Nena, bei „Sing meinen Song“ dreht sich alles um Coverversionen. Wie ist es Ihnen in der Vergangenheit ergangen, wenn Songs von Ihnen gecovert wurden?
Nena: Das ist immer lustig. Von „99 Luftballons“ gab es ja sehr viele Coverversionen, spontan fällt mir zum Beispiel die von Goldfinger ein, das war so eine grölende Punkband. Ich empfinde es immer als eine Art von Wertschätzung, wenn Lieder, die man selbst in die Welt gesetzt hat, von anderen gesungen werden.

Was macht eine gute Coverversion aus?
Nena: Schwer zu sagen, das ist ja etwas sehr Persönliches. Entweder es erreicht mein Herz, oder eben nicht. Das erklären, so auf theoretischer Ebene, kann ich nicht. Musik geht ans Herz. Wichtig ist auf jeden Fall, dass jemand, der einen anderen Künstler covert, den Song zu seinem eigenen macht. Bei „Voice of Germany“ habe ich den Kandidaten oft gesagt: Versuche nicht, wie Rihanna zu sein, sondern hau mal raus, was du selbst zu sagen hast! Das gilt auch für Coverversionen. Wenn es authentisch ist, kann jemand mit einer Coverversion auch etwas von sich selbst erzählen.

War Heinos Version von Ihrem Song „Leuchtturm“ authentisch?

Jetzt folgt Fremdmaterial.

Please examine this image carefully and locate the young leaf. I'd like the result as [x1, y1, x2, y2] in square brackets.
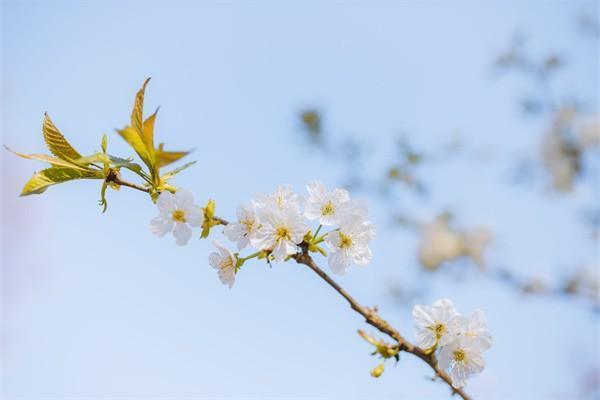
[4, 146, 90, 171]
[21, 167, 104, 196]
[131, 78, 150, 136]
[160, 161, 196, 181]
[142, 108, 158, 155]
[154, 143, 190, 168]
[42, 113, 81, 161]
[117, 127, 153, 171]
[108, 155, 142, 174]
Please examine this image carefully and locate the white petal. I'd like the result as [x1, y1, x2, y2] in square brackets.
[271, 240, 287, 261]
[173, 222, 192, 246]
[332, 188, 350, 204]
[433, 299, 457, 324]
[438, 347, 452, 371]
[328, 251, 350, 275]
[352, 247, 373, 267]
[219, 268, 235, 289]
[469, 353, 485, 373]
[208, 251, 221, 269]
[306, 181, 327, 200]
[185, 206, 204, 227]
[156, 190, 177, 215]
[175, 188, 194, 210]
[412, 304, 435, 328]
[417, 328, 437, 350]
[150, 217, 173, 237]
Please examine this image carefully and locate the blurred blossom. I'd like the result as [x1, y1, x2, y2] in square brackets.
[565, 264, 600, 305]
[300, 109, 322, 144]
[418, 216, 492, 271]
[541, 109, 580, 191]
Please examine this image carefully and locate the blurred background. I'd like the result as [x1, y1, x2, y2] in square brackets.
[0, 0, 600, 399]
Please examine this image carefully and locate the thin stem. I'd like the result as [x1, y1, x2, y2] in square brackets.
[106, 171, 150, 193]
[313, 224, 323, 238]
[107, 181, 471, 400]
[238, 250, 262, 262]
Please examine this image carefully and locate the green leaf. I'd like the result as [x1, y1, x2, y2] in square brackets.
[154, 143, 190, 168]
[142, 108, 158, 155]
[42, 113, 81, 161]
[131, 78, 150, 136]
[160, 161, 196, 181]
[117, 127, 154, 171]
[4, 146, 91, 171]
[21, 167, 104, 196]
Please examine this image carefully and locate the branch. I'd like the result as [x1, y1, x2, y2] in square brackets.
[106, 169, 150, 193]
[113, 176, 471, 400]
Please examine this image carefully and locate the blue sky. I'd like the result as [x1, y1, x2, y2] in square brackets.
[0, 1, 600, 399]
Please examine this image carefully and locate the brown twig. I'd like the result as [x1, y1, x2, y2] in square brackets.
[115, 176, 470, 400]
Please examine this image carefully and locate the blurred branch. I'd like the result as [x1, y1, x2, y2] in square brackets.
[113, 177, 470, 400]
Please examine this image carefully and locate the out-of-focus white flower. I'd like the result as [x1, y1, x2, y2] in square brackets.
[418, 217, 492, 271]
[304, 181, 350, 226]
[419, 219, 463, 270]
[412, 299, 457, 349]
[150, 189, 204, 246]
[255, 185, 300, 212]
[564, 264, 600, 305]
[542, 112, 579, 191]
[578, 115, 600, 149]
[438, 336, 487, 388]
[463, 228, 492, 267]
[223, 204, 259, 250]
[250, 205, 308, 261]
[325, 215, 375, 274]
[448, 310, 492, 350]
[208, 240, 237, 288]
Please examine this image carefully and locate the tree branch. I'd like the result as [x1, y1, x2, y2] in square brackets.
[115, 176, 471, 400]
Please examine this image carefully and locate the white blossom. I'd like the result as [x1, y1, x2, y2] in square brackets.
[448, 310, 492, 350]
[325, 215, 375, 274]
[223, 204, 259, 250]
[304, 181, 350, 226]
[250, 208, 308, 261]
[255, 185, 300, 212]
[208, 240, 237, 288]
[150, 189, 204, 246]
[412, 299, 457, 349]
[438, 336, 487, 387]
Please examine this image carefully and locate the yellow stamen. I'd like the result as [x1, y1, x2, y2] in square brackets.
[432, 324, 446, 339]
[275, 226, 291, 240]
[340, 232, 352, 249]
[321, 201, 335, 216]
[219, 257, 233, 269]
[452, 349, 467, 362]
[171, 210, 185, 222]
[242, 219, 254, 232]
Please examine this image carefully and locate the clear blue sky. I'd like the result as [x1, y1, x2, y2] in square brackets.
[0, 0, 600, 399]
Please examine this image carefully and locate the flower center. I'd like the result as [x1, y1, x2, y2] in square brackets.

Nena: Ja, komplett, das war Heino wie er leibt und lebt! Ich freue mich über Coverversionen von meinen Songs. Ich finde das gut, auch wenn mir natürlich nicht alle Versionen gefallen. Allerdings, als Homer Simpson von den „Simpsons“ in einer Folge die „99 Luftballons“ gesungen hat, hab ich mich ganz besonders gefreut.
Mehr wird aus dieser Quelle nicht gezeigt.